Pertamina Jual Surat Utang Dolar Rp 22,5 Triliun

- detikFinance
Kamis, 03 Mei 2012 19:47 WIB
Pertamina Jual Surat Utang Dolar Rp 22,5 Triliun
Jakarta - PT Pertamina (Persero) akhirnya menerbitkan surat utang (obligasi) global berdenominasi dolar AS dengan nilai US$ 2,5 miliar atau sekitar Rp 22,5 triliun.

Direktur Utama Pertamina Karen Agustiawan mengatakan, obligasi ini diterbitkan dalam 2 seri, yang pertama berjangka waktu 10 tahun, dan kedua 30 tahun.

Obligasi seri pertama bernilai US$ 1,25 miliar dan akan jatuh tempo Mei 2022 dengan bunga (kupon) 4,875% dan yield 4,95%. Sementara seri kedua jatuh tempo Mei 2042 dengan bunga 6% dan yield (6,1%).

SCROLL TO CONTINUE WITH CONTENT

"Penawaran obligasi Pertamina mendapatkan respons positif dari investor global. Permintaan investor pada masa penawaran mencapai US$9,3 miliar, atau mengalami kelebihan permintaan (oversubscribe) hingga lebih dari 3,7 kali," kata Karen dalam siaran pers, Kamis (3/5/2012).

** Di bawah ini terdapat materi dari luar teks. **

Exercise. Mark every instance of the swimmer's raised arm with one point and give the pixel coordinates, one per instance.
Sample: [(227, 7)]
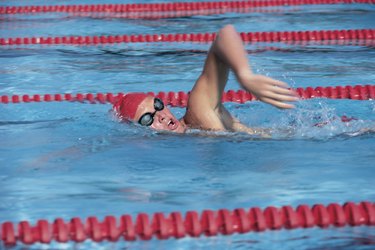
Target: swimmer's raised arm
[(227, 52), (229, 48)]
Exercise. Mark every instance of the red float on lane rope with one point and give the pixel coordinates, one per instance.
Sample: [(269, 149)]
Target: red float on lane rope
[(208, 223), (278, 36), (226, 6), (179, 99)]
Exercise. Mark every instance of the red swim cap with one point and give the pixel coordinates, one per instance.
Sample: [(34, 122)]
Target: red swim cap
[(127, 106)]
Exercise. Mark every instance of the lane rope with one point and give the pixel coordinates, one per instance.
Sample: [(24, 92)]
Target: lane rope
[(208, 223), (179, 99), (272, 36), (225, 6)]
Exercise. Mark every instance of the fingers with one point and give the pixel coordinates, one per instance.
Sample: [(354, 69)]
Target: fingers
[(288, 97), (284, 91)]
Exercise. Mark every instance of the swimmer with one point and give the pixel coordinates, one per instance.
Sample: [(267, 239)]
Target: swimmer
[(204, 109)]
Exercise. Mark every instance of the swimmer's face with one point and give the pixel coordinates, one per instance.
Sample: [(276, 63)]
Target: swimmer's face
[(152, 112)]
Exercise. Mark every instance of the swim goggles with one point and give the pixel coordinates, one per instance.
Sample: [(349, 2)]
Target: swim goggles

Berdasarkan penyebaran geografis, obligasi bertenor 10 tahun terserap oleh investor dari kawasan Asia sebanyak 47%, Eropa 24%, dan investor asal Amerika Serikat 29%. Berdasarkan institusi, sebanyak 62% dari obligasi tersebut diserap oleh manajer investasi, 15% perbankan, 8% lembaga asuransi dan dana pensiun, serta 7% bank sentral dan lembaga pengelola investasi negara, serta 8% private bank.

Adapun obligasi dengan tenor 30 tahun sebanyak 32% diserap oleh investor asal Asia, 23% Eropa, dan 45% Amerika Serikat. Sebesar 75% dari obligasi tersebut dialokasikan ke manajer investasi, 7% perbankan, 10% lembaga asuransi dan dana pensiun, 2% bank sentral dan lembaga pengelola investasi negara, dan 6% oleh private bank.

Barclays Bank PLC, Citigroup Global Markets Limited, dan The Hongkong dan Shanghai Banking Corporation Limited bertindak sebagai joint bookrunners dan joint lead managers dalam transaksi ini. Adapun, PT Bahana Securities, PT Danareksa Sekuritas, dan PT Mandiri Sekuritas bertindak sebagai co-managers.